Summary kappa scores and percentage agreement were calculated for each category (n = 6) and also for each variable (n = 33). Agreement coefficients for each of the variables were calculated to determine the range of agreement within each category. The overall kappa score was calculated by summation of scores within each category, and subsequently using the category-specific kappa values to compute an overall kappa summary statistic. The homogeneity of kappas across chart abstraction categories was tested using the method outlined by Donner et al .
For the intra-rater component of the re-abstraction study, 110 charts were reviewed, and 218 documented asthma-related patient visits were included in comparing chart abstraction at Time 1 and Time 2.

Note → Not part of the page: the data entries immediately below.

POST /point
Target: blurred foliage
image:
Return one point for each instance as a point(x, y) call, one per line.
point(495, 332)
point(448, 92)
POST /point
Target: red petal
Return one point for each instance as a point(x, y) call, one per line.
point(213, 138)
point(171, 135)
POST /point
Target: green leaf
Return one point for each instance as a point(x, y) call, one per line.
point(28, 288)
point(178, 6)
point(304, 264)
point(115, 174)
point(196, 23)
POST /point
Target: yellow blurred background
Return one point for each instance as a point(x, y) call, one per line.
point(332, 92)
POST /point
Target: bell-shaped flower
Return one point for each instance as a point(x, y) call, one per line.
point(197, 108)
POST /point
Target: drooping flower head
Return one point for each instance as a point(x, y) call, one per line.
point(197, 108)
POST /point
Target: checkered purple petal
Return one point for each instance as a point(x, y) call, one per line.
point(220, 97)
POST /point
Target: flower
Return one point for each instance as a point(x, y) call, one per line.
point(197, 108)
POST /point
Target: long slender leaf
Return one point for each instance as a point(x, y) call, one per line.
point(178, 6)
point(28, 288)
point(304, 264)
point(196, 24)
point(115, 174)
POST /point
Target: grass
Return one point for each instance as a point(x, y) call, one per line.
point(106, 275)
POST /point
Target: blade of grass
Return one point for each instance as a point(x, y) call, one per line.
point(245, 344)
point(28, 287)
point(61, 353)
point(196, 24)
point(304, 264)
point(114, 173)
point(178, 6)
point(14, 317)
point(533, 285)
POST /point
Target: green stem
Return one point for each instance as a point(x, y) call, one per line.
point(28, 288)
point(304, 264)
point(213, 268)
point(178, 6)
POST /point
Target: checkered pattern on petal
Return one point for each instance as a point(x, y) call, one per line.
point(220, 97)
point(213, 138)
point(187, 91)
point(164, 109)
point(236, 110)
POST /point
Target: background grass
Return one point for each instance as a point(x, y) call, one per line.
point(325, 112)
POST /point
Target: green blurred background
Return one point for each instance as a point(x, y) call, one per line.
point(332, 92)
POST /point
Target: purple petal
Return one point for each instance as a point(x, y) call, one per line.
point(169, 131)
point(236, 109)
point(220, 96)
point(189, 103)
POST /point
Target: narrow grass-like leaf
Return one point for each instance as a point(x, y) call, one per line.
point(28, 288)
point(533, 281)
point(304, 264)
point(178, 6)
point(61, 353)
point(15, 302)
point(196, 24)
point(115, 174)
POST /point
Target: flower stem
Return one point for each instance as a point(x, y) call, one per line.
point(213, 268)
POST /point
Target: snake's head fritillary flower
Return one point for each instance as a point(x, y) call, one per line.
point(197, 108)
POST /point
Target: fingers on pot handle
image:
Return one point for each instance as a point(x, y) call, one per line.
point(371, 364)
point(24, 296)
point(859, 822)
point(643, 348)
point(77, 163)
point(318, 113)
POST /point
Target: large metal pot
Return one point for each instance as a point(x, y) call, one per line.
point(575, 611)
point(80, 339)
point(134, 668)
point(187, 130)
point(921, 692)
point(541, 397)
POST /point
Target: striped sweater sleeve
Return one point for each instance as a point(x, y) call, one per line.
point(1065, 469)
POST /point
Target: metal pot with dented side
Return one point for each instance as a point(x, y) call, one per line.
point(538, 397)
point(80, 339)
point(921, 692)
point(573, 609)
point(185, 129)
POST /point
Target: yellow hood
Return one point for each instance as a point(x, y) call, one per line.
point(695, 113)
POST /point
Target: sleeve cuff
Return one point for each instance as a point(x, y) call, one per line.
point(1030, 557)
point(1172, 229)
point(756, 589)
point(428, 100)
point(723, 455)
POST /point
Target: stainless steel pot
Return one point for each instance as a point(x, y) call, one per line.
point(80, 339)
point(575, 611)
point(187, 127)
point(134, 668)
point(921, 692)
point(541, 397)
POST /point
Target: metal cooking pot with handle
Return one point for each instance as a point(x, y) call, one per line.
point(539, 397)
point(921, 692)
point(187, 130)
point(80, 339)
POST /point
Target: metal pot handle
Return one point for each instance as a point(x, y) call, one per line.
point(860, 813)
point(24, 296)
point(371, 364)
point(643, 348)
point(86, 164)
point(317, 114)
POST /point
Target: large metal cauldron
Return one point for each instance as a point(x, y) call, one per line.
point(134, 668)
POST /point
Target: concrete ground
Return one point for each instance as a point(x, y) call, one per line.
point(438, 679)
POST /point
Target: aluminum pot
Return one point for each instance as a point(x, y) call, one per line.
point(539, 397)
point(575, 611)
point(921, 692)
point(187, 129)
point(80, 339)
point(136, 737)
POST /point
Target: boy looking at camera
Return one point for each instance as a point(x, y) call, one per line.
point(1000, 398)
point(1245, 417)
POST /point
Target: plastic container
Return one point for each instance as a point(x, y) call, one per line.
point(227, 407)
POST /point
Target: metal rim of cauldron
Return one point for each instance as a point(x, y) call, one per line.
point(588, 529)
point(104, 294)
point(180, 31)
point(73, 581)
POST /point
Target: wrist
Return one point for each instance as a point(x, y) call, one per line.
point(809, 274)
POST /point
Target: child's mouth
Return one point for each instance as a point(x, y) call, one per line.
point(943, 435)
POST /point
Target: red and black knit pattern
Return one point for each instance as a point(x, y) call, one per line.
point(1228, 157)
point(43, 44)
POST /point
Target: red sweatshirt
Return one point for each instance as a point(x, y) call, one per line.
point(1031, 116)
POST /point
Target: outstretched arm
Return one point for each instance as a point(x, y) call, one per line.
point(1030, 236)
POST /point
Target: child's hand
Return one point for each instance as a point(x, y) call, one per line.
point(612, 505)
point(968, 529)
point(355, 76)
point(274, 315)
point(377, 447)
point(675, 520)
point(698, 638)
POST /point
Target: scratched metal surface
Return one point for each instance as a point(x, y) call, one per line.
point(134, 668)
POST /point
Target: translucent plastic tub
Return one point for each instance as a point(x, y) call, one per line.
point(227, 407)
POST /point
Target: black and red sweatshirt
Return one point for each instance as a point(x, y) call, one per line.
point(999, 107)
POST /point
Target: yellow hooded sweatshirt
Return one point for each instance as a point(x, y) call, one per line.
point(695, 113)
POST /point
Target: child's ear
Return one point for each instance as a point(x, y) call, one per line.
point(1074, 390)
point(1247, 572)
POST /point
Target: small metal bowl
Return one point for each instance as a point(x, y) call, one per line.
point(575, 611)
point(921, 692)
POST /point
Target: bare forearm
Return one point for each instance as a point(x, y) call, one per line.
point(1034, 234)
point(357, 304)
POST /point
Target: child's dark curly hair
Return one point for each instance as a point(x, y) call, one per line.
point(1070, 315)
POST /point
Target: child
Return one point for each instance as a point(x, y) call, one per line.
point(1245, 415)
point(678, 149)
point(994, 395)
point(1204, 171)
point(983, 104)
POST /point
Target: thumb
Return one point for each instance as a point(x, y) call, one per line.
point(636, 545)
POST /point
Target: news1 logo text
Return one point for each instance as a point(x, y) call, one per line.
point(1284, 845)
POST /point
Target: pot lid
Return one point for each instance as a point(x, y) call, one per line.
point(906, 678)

The overall intra-rater percentage of agreement and kappa statistics were 93% and 0.81 respectively. Across the six categories, kappa varied between 0.51 and 0.84, with categories pertaining to asthma referrals and medication side effects showing only moderate agreement. Table 2 presents a summary of the results for category-specific and overall measures of agreement for intra-rater reliability. Homogeneity testing of the category-specific kappa values suggested statistically significant heterogeneity. It was therefore of interest to explore possible sources of heterogeneity. Data were pooled and subsequently stratified by abstractor to compare the degree of agreement between Time 1 and Time 2 for each individual abstractor (Table 3). The abstractor-specific percentage agreement varied from 79% to 98%, while the abstractor-specific intra-rater kappa statistics ranged from 0.21 to 0.94. The heterogeneity chi-square statistic for the difference in the kappas calculated for the 10 abstractors was also statistically significant (χ2 = 238, p < 0.0001), suggesting that individual differences in abstractor consistency may account for the heterogeneity of the overall category-specific kappa values. Intra-rater agreement was also examined for all the abstractors according to when the chart was abstracted, either at the start of the study (on retrospective patient visits prior to baseline) or at 6-month follow-up. The kappa statistics were 0.76 (95% CI: 0.73, 0.79) for retrospectively abstracted charts, and 0.82 (95% CI: 0.80, 0.85) for 6-month follow-up chart abstraction (data not shown in tables).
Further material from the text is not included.